Par Alexandra Gaboriau, consultante chez CHEFCAB
Vendredi 15 novembre dernier, Emmanuel Macron recevait à déjeuner à l’Élysée une trentaine d’hommes d’affaires saoudiens accompagnés du ministre de l’Investissement du royaume.
« (…) l’attractivité de la France à l’international semble menacée (…) »
L’objectif de ce rendez-vous à l’initiative du chef de l’Etat : inciter ces dirigeants, à la tête de groupes influents dans les secteurs de la technologie, de l’énergie et de la transition écologique à investir davantage en France. Malgré la volonté affichée du chef de l’État de soutenir les investissements étrangers, l’attractivité de la France à l’international semble menacée, notamment depuis la dissolution, comme l’illustre une enquête révélant le déclin de l’intérêt des investisseurs étrangers.
En effet, le Baromètre de l’Attractivité de la France publié par le cabinet EY le 18 novembre dernier dévoile des chiffres préoccupants : 50 % des investisseurs étrangers estiment que l’attractivité de l’Hexagone s’est dégradée depuis la dissolution de l’Assemblée nationale et près de 49 % des projets d’investissement ont été réduits ou reportés en raison des incertitudes politiques et fiscales sur les décisions économiques. Fait notable, la réduction de la commande publique (10 %) figure parmi les préoccupations les moins citées, loin derrière l’incertitude législative (59 %) et le ralentissement des réformes (47 %), qui dominent les priorités des investisseurs.
Les incertitudes économiques, exacerbées par les tensions autour du budget 2025, sont alimentées par le projet de suppression partielle des allègements de cotisations patronales souhaité par le Premier ministre Michel Barnier, qui suscite de vifs débats au sein du gouvernement et du groupe Ensemble pour la République (EPR). Son prédécesseur, Gabriel Attal, soutenu par le ministre de l’Économie Antoine Armand, s’oppose frontalement à cette mesure, dénonçant le risque de faire des entreprises « la variable d’ajustement » budgétaire. Pour Nicolas Forissier, député LR, ces tensions internes semblent finalement traduire une absence de ligne économique claire.
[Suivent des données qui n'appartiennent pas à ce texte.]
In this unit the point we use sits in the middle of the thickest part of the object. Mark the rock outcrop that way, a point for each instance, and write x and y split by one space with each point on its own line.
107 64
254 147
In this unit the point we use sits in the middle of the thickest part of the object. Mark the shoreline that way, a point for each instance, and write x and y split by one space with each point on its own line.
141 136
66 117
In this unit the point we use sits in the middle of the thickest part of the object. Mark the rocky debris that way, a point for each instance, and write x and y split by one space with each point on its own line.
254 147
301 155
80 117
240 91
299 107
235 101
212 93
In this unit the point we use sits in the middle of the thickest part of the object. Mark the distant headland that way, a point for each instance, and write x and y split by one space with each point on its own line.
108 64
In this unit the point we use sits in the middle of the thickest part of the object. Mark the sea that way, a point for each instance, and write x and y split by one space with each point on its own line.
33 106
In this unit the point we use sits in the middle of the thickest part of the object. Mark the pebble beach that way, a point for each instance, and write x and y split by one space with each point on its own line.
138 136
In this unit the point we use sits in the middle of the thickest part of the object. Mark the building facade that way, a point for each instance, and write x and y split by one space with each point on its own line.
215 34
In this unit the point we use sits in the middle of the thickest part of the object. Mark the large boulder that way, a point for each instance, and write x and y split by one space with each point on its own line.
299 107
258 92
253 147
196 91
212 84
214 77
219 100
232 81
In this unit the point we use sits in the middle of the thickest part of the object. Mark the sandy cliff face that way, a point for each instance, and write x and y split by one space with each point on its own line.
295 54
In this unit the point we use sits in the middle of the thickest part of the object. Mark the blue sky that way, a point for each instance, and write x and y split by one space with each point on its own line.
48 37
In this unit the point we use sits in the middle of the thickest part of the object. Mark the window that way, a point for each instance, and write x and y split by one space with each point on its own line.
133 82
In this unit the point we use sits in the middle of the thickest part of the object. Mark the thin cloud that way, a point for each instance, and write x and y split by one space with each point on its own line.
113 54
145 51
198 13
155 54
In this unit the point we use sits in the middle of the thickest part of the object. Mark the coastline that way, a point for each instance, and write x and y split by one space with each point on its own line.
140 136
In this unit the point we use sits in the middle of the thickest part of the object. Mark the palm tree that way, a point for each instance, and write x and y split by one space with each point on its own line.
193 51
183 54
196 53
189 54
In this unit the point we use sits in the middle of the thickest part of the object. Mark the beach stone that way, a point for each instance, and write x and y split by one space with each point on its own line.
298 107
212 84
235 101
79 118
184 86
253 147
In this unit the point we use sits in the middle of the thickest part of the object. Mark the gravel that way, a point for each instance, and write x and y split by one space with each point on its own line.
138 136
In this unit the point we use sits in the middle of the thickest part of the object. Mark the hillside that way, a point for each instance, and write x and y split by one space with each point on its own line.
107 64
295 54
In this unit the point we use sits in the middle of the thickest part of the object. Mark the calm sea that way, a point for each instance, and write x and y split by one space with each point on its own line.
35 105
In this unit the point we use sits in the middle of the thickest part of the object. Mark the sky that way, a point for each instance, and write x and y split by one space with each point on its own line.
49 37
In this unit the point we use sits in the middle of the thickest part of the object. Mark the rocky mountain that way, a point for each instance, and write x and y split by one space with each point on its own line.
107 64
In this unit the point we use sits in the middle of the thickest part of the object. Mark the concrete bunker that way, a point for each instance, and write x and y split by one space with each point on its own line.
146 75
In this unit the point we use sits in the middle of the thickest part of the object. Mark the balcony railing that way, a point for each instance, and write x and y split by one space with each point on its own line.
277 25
Il associe notamment les hausses d’impôts à des “réflexes franco-français” qui mineraient davantage la confiance des investisseurs étrangers.
« Le patron des patrons suggère l’instauration d’une TVA sociale qui consisterait à augmenter la TVA d’un point (en dehors des produits de première nécessité) tout en réduisant les cotisations patronales. »
Dans ce contexte, la proposition de Patrick Martin, président du Medef, pourrait faire sens en offrant une alternative à la hausse de la fiscalité reposant jusque-là principalement sur les épaules des entreprises. Le patron des patrons suggère l’instauration d’une TVA sociale qui consisterait à augmenter la TVA d’un point (en dehors des produits de première nécessité) tout en réduisant les cotisations patronales. Cela permettrait d’alléger le coût du travail, d’augmenter le salaire net des employés et d’améliorer la compétitivité des exportations françaises. Une piste qui pourrait rapporter environ 10 milliards d’euros à l’État, selon Patrick Martin, tout en répondant aux besoins des entreprises pour maintenir l’emploi et les investissements.
Mais au-delà des considérations fiscales qui concerneraient les employeurs, les investisseurs étrangers soulignent l’importance de “préserver les atouts fondamentaux de la France”, notamment “la qualité et la disponibilité des compétences”, son modèle d’éducation publique et d’apprentissage, “et donc son capital humain”.
« La clé ? Poursuivre l’effort selon les dirigeants interrogés dans l’enquête publiée par EY : optimiser la dépense publique, accélérer sur l’industrie, la décarbonation et “miser sur nos compétences critiques et sur l’innovation”. »
L’étude EY souligne enfin que ces mêmes investisseurs attendent une continuité dans les initiatives comme France 2030, considérées comme des leviers stratégiques pour stimuler les filières clés (mobilité, énergie, santé, alimentation). Autrement dit, ils demandent avant tout que la France maintienne une vision ambitieuse et mobilise des politiques publiques cohérentes pour accompagner leurs projets sur le long terme.
Malgré ces turbulences qui s’annoncent, la France demeure un pilier pour les investisseurs étrangers. « Face à l’Allemagne et au Royaume-Uni, ils continuent d’y réinvestir », assure Marc Lhermitte (EY). La clé ? Poursuivre l’effort selon les dirigeants interrogés dans l’enquête publiée par EY : optimiser la dépense publique, accélérer sur l’industrie, la décarbonation et “miser sur nos compétences critiques et sur l’innovation”. Le sommet Choose France 2025 sera scruté de près, tant il représente une occasion pour la France de réaffirmer son attractivité mais aussi de regagner la confiance des investisseurs étrangers.